Cette approche part du constat que dans un contexte où les dépenses de maintien en condition opérationnelle ne cessent de croître, la pleine propriété de l’ensemble des équipements militaires n’est pas économiquement rationnelle. Elle préconise que l’acquisition patrimoniale soit réservée aux acquisitions les plus lourdes tandis que la fourniture des équipements plus légers serait assurée par des opérateurs privés, en privilégiant le modèle locatif.
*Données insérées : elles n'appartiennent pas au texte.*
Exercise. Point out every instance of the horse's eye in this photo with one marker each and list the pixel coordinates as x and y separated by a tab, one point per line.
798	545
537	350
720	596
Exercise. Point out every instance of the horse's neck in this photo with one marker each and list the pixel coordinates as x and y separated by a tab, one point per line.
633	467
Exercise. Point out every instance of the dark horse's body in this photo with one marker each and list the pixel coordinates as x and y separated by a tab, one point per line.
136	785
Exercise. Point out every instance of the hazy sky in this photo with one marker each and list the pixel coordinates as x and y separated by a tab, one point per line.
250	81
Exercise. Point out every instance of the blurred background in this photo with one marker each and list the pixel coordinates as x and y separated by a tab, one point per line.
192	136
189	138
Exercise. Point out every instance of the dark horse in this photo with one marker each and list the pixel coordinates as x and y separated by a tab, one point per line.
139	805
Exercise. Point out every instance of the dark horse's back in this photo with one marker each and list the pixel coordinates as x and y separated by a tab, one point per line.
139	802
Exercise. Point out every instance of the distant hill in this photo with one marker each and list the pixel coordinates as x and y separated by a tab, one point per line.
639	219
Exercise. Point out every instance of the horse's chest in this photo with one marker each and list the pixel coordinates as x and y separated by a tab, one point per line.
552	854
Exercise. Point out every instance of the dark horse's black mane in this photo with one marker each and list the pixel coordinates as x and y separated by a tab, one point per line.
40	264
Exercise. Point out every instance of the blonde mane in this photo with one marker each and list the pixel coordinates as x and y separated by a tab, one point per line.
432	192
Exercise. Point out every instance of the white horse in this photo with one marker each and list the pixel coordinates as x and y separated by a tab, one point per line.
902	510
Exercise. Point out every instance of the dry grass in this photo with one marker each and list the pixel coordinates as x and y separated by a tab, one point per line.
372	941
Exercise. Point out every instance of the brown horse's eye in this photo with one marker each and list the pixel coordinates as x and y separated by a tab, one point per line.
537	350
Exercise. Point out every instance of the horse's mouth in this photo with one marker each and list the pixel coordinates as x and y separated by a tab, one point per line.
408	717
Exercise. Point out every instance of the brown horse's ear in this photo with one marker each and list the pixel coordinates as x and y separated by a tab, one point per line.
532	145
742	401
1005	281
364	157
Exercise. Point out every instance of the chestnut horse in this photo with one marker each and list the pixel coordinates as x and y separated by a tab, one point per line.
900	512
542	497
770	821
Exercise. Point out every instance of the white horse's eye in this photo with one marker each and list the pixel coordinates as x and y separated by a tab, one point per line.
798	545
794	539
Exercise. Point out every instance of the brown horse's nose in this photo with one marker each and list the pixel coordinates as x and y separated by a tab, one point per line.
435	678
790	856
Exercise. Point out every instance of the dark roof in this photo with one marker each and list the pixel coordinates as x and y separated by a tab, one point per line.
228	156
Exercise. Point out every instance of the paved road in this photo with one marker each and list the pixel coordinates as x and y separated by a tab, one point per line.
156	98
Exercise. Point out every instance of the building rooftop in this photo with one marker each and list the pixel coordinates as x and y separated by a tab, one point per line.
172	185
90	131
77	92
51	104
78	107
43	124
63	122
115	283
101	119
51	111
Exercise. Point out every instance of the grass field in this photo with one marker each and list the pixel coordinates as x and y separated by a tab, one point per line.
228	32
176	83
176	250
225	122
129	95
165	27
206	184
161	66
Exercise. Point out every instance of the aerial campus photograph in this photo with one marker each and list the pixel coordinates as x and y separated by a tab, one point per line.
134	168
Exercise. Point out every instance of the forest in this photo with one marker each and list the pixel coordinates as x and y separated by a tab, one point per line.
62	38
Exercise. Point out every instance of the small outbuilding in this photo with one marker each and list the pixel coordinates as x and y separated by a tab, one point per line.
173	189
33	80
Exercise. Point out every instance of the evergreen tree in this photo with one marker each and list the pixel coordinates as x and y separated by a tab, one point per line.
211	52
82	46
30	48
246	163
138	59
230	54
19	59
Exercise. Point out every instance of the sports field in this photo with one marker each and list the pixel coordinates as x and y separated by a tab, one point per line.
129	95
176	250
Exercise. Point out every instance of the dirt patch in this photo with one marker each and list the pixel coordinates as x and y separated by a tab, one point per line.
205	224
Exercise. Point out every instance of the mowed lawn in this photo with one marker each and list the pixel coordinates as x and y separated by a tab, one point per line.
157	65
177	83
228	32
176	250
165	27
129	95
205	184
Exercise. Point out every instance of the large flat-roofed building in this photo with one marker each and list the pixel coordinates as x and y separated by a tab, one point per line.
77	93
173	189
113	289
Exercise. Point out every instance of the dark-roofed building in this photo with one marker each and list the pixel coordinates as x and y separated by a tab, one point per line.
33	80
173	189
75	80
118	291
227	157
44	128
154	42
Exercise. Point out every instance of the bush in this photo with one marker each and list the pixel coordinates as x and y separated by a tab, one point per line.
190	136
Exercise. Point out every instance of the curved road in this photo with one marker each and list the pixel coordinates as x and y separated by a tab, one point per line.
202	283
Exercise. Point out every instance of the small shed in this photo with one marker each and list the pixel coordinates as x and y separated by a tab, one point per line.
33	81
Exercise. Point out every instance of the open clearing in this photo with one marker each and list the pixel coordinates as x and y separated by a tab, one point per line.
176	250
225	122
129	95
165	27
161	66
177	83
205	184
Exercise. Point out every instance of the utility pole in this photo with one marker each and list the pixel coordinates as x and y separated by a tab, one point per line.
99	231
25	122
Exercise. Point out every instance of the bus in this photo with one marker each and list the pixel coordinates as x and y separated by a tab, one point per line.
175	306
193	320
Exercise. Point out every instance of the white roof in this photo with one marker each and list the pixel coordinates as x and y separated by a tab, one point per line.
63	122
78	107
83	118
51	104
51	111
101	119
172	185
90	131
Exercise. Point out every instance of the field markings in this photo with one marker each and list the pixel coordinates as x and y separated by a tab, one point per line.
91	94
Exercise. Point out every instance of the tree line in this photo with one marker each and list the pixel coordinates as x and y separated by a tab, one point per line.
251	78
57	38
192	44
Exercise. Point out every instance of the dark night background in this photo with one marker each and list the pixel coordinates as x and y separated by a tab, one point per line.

En fait, l’approche capacitaire permet le transfert d’une part du risque d’exploitation au partenaire privé. La mise à disposition des équipements est modulée selon le besoin des forces dans le temps et le ministère des armées annule ainsi une partie des coûts liés à l’entretien-maintenance et à la sous-utilisation de certains matériels. Ce risque économique ainsi transféré au secteur privé est compensé par la mutualisation des équipements.
Pour les équipements duaux (notamment aéronautiques), l’existence d’un marché civil permet la réalisation de revenus complémentaires qui minorent le coût d’utilisation dont s’acquittent les forces armées. Pour les équipements non duaux, la mutualisation peut résulter de leur usage par des armées de pays amis de la France dans le cadre d’actions de formation. Ce dernier usage fluidifie les relations commerciales entre les industriels et les Etats clients/prospects de la France.

3. N’y a-t-il pas des limites tout de même ?
Bien-sûr qu’il y en a. Une des erreurs fréquemment commises consiste d’ailleurs à voir dans l’approche capacitaire un modèle universel et indépassable.
Je le disais dans l’essai que j’ai publié l’an dernier, la viabilité économique de l’approche capacitaire ne peut s’envisager qu’en plaçant la notion de service au cœur des projets. Les contrats d’externalisation ne doivent pas se limiter à une simple obligation de moyens mais, au contraire, doivent comporter de strictes obligations de résultats. Le partenaire privé vend au ministère des armées la disponibilité d’une prestation globale (mise à disposition de l’actif, maintenance, gestion des consommables et des rechanges, etc.) et des clauses de pénalités sanctionnent le non-respect des obligations de disponibilité prévues au contrat. Le service étant à la fois sanctuarisé, global et assorti d’obligations de résultat, les craintes de dépossession exprimées par les forces sont logiquement de bien moindre ampleur.
De ce point de vue, on ne redira jamais assez que le contrat de partenariat public-privé Hélidax prouve que les synergies public-privé sont possibles dès l’instant où les armées savent qu’elles achètent un service de qualité. Le succès d’HéliDax démontre que l’externalisation du soutien à la formation, selon une approche capacitaire, pour des actifs duaux et aisément mutualisables, est une source d’économies qui ne compromet pas les capacités opérationnelles des forces.